Разумеется, надо было побольше поговорить о звездах, об их тайных и явных различиях, об их отдельном и совместном свечении, создающем так называемую культуру звезд и даже влияющих на все человечество, на всю земную жизнь… Можно было бы поговорить и о каждой звезде, о ее индивидуальной особенности и психологии (я уверен, что каждая звезда имеет свою собственную психологию и душу).
Кстати, о звездном свечении. Не подобное ли свечение оставляет после своей смерти иной человек в душах знавших его или прикасавшихся к его делам и трудам, когда телесная часть его уже умерла, а вот другая, духовная, – еще светит? Весь вопрос только в том, какого цвета это свечение? Не безобразное ли это свечение?
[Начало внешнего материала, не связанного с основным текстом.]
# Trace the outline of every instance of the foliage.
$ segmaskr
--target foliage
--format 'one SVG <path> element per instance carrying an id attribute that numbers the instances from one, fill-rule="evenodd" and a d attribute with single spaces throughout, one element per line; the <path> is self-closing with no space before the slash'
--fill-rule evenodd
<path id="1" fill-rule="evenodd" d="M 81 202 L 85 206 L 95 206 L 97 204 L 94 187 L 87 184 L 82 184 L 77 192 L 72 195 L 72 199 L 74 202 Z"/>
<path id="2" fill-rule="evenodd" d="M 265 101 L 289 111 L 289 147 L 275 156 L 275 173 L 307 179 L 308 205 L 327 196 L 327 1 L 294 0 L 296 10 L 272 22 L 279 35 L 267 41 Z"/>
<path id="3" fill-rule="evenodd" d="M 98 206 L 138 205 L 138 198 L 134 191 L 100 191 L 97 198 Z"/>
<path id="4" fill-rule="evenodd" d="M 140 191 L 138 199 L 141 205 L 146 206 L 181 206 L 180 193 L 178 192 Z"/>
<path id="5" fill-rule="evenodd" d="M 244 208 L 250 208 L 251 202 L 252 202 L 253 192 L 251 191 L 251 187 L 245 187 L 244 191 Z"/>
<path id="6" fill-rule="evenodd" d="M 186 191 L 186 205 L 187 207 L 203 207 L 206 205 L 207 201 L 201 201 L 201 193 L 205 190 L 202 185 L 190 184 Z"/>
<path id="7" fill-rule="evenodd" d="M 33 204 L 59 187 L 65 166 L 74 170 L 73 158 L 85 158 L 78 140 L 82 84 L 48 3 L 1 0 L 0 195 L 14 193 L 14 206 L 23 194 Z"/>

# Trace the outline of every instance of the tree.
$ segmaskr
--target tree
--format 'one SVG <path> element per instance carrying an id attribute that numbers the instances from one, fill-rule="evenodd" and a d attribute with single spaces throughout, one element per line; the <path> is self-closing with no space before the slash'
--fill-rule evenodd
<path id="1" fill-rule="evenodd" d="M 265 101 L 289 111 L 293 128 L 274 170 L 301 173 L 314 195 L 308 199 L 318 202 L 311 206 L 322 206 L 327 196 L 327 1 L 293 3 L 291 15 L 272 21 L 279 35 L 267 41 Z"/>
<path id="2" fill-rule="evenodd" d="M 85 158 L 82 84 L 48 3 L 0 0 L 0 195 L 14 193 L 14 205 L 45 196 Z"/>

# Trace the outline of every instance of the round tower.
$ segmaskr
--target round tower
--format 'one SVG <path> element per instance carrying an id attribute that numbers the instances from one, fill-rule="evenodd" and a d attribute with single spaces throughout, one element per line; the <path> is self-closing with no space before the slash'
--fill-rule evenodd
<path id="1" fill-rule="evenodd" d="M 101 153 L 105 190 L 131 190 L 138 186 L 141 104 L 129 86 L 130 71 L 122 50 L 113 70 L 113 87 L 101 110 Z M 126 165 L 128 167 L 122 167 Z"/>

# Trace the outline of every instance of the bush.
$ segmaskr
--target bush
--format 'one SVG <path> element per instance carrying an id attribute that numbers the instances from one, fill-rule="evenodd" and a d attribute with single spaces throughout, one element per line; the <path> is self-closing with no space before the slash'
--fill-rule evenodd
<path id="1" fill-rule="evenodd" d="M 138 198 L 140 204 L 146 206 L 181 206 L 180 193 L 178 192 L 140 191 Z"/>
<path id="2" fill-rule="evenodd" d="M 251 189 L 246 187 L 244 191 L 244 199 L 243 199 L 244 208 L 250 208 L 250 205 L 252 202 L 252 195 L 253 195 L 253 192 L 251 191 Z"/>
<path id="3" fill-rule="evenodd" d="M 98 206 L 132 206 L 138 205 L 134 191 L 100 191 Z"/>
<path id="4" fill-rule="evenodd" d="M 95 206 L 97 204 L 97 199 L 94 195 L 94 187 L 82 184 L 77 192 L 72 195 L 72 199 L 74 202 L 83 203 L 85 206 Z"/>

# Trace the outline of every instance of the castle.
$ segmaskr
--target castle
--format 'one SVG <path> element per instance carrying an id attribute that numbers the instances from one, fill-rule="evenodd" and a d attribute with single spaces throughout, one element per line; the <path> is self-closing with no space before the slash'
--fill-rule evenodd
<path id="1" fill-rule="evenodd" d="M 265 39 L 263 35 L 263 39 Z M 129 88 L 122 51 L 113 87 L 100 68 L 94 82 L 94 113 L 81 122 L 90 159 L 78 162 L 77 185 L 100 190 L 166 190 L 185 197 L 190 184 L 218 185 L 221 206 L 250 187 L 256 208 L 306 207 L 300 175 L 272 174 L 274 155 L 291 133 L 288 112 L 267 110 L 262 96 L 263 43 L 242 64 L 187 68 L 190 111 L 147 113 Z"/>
Думал ли я о том, что напрасно затеял свой поход в горы, оказавшийся прямо-таки смертельным? (Ведь для того, чтобы подниматься в горы, надо быть сурово трезвым, выверять каждый свой шаг). Ну конечно же думал! Как и думал о том, что надо по мере сил и возможностей не расставаться со своими самыми хорошими мыслями, самыми хорошими думами и как можно чаще вспоминать тех, кого когда-то особенно любил.
И вот теперь, по прошествие времени, я не могу не отметить, что именно эти самые хорошие мои мысли, эти самые хорошие мои думы и спасли меня от верной гибели, как и спасли меня те, заложенные во мне предками, черты, которые я не раз встречал у людей труда: токарей, пекарей, геологов, археологов.
Кстати, о гибели. Как я уже говорил, весь этот наш подъем в горы привел к тому, что мы не досчитались двоих, а один вернулся в полном безумии: страх и ужас навсегда застыли на его лице. Его безумные метания по долине, когда ему казалось, что за ним кто-то гонится, чтобы его растерзать, привели к тому, что он не раз был ловим и увозим в хорошо известном направлении. Болезнь его требовала не хорошего врача, а того, кто способен был вновь вернуть в этого человека душу.
Впоследствии мне не раз приходилось с ним встречаться. Кажется, его душа болталась сбоку на одной ниточке, на одной тонкой привязочке, словно это был подвешенный кусок естества, уже не чувствуемый хозяином.
Разумеется, нам не о чем было разговаривать (а я когда-то его любил), и чувство безнадежной печали охватывало меня и заставляло спешить с ним расстаться. Я как-то особенно печально-ласково с ним прощался – и быстро уходил.
Ничто так в жизни до сих пор меня не печалит, как воспоминание о нем, ставшем угрюмым назиданием всем, кто без всякой подготовки отправился в горы.
По ночам, по одиноким, не дающим никакого утешения ночам я иногда слышу свой крик, крик человека, сорвавшегося и летящего в бездну.
Бывает в жизни такая ночь, которая, кажется, длится тысячелетия. Собственно, такой ночью и была ночь на склоне горы, когда я, стоя на камнях, старался не заснуть, не упасть, боялся соскользнуть вниз и с нетерпением ожидал рассвета.